Lui. Têtu, incroyablement talentueux, d’une méfiance maladive, et doté d’un physique qui devrait être illégal. Et la dernière chose dont Saffie ait besoin, c’est d’un coup d’un soir compliqué avec le superbe athlète coréen qu’il a été engagé pour protéger. Alors qu’il met sa carrière médicale entre parenthèses pour relâcher la pression, Saffie Aoki accepte une mission de sécurité en attendant de reprendre ses études. Mais on est loin des petits boulots de vigile qui lui permettaient de payer ses factures à la fac. Ce poste temporaire l’intègre à l’équipe de sécurité rapprochée, hautement rémunérée, de Rae Arana, une star mondiale du sport. Et quelque chose cloche gravement dans cette équipe. C’était un accident de voiture, lui a-t-on dit : la raison pour laquelle Rae souffre d’une fracture de la hanche, a manqué les Championnats du monde et est hanté par des cauchemars. Mais lorsque Saffie commence à remarquer sur le corps du jeune athlète des blessures qui ne correspondent pas à la version officielle, le travail qui devait l’aider à décompresser fait basculer son monde. Hésitant entre signaler les sévices graves qu’il soupçonne et démissionner sur-le-champ, Saffie baisse involontairement sa garde face à ce garçon aux yeux doux dont il n’arrive plus à détacher ses émotions.

Genre :
Romance/Lgbtq
Auteur :
Merle Blackbird
Statut :
Terminé
Chapitres :
95
Rating
4.9 13 avis
Classification par âge :
18+

1. Comment choper une fille

C’était donc ça. Des yeux ovales qui pétillaient. Une peau au bronzage parfait. De luxueux cheveux noirs, si lisses et brillants. Les caractères japonais suspendus au bout d’un fin collier en chaîne.

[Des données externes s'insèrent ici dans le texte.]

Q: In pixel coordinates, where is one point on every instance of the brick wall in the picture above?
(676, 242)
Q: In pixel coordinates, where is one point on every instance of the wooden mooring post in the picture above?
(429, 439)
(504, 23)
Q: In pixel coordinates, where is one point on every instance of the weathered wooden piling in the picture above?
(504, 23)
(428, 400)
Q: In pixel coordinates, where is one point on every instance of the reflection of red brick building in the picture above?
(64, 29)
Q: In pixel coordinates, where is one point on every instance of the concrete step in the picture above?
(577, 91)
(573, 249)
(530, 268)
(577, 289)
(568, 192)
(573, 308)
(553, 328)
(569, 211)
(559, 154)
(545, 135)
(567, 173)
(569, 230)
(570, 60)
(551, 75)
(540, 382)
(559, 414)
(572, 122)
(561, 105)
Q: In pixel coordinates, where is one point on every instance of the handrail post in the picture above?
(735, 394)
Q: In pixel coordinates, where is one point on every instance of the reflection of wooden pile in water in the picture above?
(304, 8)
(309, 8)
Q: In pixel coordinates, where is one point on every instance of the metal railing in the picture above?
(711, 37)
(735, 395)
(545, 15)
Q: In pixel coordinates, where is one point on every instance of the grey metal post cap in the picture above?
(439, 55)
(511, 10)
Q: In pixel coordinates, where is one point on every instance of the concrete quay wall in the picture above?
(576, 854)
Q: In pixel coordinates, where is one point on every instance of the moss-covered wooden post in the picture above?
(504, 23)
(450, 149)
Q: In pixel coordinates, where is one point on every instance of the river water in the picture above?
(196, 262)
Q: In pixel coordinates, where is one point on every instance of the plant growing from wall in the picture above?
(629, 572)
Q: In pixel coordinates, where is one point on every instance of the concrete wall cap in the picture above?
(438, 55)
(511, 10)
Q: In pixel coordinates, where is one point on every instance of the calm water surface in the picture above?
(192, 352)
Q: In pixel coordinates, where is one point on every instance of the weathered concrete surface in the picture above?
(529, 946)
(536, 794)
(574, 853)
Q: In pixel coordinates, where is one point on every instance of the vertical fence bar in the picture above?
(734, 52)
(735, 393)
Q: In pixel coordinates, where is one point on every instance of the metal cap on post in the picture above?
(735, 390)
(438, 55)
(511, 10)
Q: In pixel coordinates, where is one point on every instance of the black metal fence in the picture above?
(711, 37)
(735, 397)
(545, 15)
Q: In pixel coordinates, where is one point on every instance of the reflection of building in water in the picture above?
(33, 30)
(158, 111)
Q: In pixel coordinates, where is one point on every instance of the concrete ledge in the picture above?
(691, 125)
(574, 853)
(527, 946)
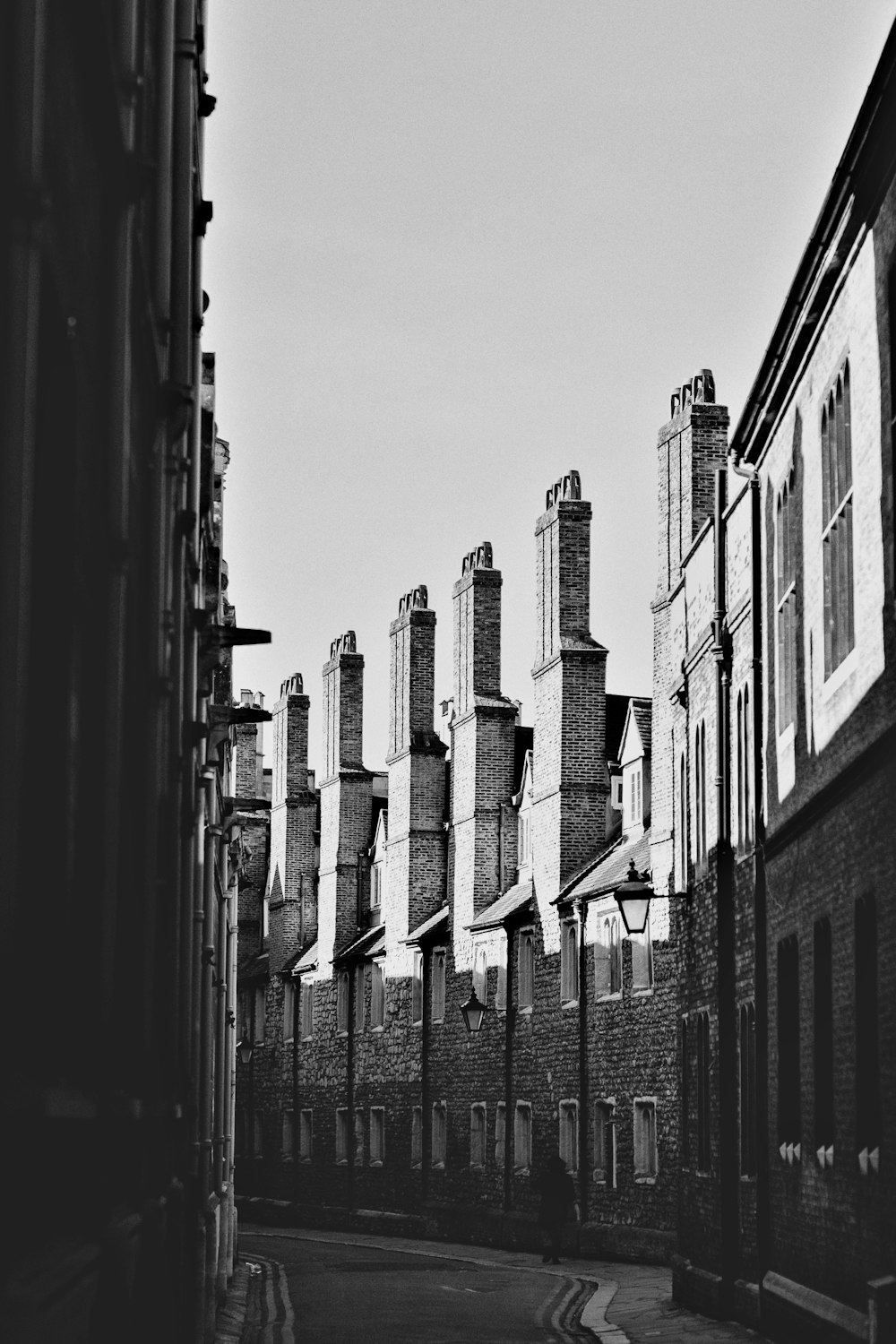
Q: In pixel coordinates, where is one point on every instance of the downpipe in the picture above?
(728, 1164)
(761, 916)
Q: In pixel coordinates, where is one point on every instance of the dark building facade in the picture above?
(721, 1088)
(118, 890)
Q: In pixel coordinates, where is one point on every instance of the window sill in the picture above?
(840, 674)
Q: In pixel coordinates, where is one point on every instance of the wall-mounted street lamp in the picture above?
(473, 1012)
(633, 897)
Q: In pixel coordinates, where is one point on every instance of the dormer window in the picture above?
(524, 836)
(633, 796)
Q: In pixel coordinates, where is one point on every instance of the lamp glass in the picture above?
(473, 1011)
(634, 910)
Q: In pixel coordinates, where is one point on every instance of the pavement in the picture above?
(624, 1304)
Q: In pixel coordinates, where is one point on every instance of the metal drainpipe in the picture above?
(761, 918)
(179, 367)
(164, 137)
(508, 1070)
(728, 1166)
(230, 1055)
(118, 515)
(295, 1062)
(426, 1139)
(207, 999)
(349, 1097)
(583, 1064)
(220, 1021)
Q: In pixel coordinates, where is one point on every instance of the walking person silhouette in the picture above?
(557, 1196)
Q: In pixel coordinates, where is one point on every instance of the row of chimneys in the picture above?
(570, 773)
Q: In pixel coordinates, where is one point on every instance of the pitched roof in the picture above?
(616, 709)
(514, 900)
(301, 961)
(522, 739)
(642, 715)
(429, 927)
(611, 868)
(365, 945)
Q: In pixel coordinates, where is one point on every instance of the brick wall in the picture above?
(571, 781)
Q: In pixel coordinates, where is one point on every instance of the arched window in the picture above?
(786, 602)
(837, 521)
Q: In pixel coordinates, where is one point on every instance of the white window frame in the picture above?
(525, 970)
(568, 961)
(440, 965)
(440, 1134)
(500, 1131)
(306, 1134)
(481, 970)
(289, 1010)
(605, 1142)
(607, 952)
(341, 1136)
(306, 1008)
(359, 1136)
(360, 991)
(500, 984)
(378, 1136)
(341, 1003)
(568, 1133)
(417, 1137)
(642, 941)
(378, 994)
(522, 1139)
(417, 989)
(477, 1134)
(287, 1139)
(645, 1140)
(258, 1018)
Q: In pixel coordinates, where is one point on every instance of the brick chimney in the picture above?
(246, 750)
(691, 446)
(416, 883)
(290, 892)
(481, 745)
(346, 798)
(571, 782)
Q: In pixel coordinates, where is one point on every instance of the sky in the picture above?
(461, 246)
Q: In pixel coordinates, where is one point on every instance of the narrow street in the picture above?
(339, 1288)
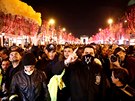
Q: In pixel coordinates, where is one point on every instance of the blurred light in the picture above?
(52, 21)
(110, 21)
(64, 29)
(100, 29)
(125, 21)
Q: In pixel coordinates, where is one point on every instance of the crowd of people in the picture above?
(67, 72)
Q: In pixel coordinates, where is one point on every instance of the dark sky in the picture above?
(81, 17)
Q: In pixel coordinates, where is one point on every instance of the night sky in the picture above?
(80, 17)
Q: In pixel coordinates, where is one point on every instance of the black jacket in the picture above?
(29, 87)
(84, 82)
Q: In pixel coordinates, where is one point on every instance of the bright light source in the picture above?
(110, 21)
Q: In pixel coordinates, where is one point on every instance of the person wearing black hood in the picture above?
(29, 84)
(85, 78)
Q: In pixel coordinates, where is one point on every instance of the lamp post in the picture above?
(110, 21)
(51, 24)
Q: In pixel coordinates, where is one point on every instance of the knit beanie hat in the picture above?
(28, 59)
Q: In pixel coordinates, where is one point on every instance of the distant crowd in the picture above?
(52, 72)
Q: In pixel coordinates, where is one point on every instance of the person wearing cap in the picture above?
(29, 84)
(48, 59)
(63, 94)
(84, 77)
(126, 62)
(16, 63)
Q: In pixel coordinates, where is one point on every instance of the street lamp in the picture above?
(51, 21)
(110, 21)
(63, 29)
(51, 24)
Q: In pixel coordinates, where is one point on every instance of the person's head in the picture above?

Peut-être que ses grands-parents avaient raison. Le stress quotidien, les nuits blanches, ce parcours professionnel qu’il détestait… peut-être que tout cela en valait la peine si la stabilité de ce salaire lui permettait de s’offrir ce genre de chose. Ce visage. Cette main fine et parfaite qui bougeait pour soutenir un menton lisse. Des lèvres pulpeuses qui s’entrouvraient lentement pour dire quelque chose…

« Alors… Monsieur le futur médecin, elle fait combien de centimètres, ta quéquette ? »

Un nœud nauséabond et visqueux d’angoisse sembla s’abattre directement sur les genoux de Saffie Aoki. Peu à peu, sa torpeur se dissipa et ce qui l’entourait revint à sa conscience : la table débarrassée des assiettes sales, l’ambiance du restaurant chic, la nuit qui tombait dehors. Qu’avait-il encore fait de travers ?

« Est-ce que c’est… hum. » Les mains de Saffie effleurèrent ses genoux sous la table, faisant tomber par mégarde une serviette en tissu. Il déglutit discrètement. « C’est une vraie question ? »

La femme en face de lui sourit. Un doigt traça le décolleté indiscutablement attirant. « À toi de me le dire… et je te donnerai ma taille de soutien-gorge. »

Le bord de la lèvre de Saffie se prit entre ses dents avant de se relâcher dans une piqûre douloureuse. Il prit une inspiration. « C’est… C’est très… hum. » Très quoi ? Saffie déglutit. Sourit. Plissa les yeux sur les petites broderies vertes de la nappe. « Hum… non merci, en fait. » Inspirant vivement, il ajouta : « Je vais… aller régler l’addition. » Il se leva brusquement, manquant de peu le bord de la table.

« Marcus. » Ce nom qui s’affichait sur l’écran de son téléphone, moins de deux minutes après être sorti du restaurant, fit sursauter Saffie. Pendant un instant, il songea à renfoncer l’appareil dans sa poche. Il n’était pas prêt à parler. Le bruit sourd de ses propres chaussures sur le trottoir sombre remplit ses oreilles. Le téléphone continua de vibrer dans sa main alors qu’il arrivait en vue du parking.

Il se représenta la scène un instant : ses yeux, son sourire. Tout ce qu’il trouvait attirant chez elle. Taille de soutien-gorge ?

C’était peut-être un signe. Les femmes ne l’aimaient tout simplement pas.

« Mon vieux, elles t’aiment trop », dirait sûrement Marcus.

Merde, pourquoi je me fais ça à moi-même ? Tâtonnant, Saffie fit glisser son doigt sur l’icône pour décrocher et porta le téléphone à son oreille. « Allô ? »

Son meilleur ami ne prit même pas la peine de saluer. « Alors, c’était comment ? »

Saffie lança un regard vide à une vitrine illuminée. Trois secondes passèrent.

« Allez, Saf. Le rencard. Avec cette jolie petite Asiate. »

Jolie petite Asiate ? « Est-ce que tu… est-ce que tu me traques ? » Au cas où, Saffie jeta un regard nerveux par-dessus son épaule. Sa question reçut pour seule réponse un long éclat de rire à l’autre bout du fil.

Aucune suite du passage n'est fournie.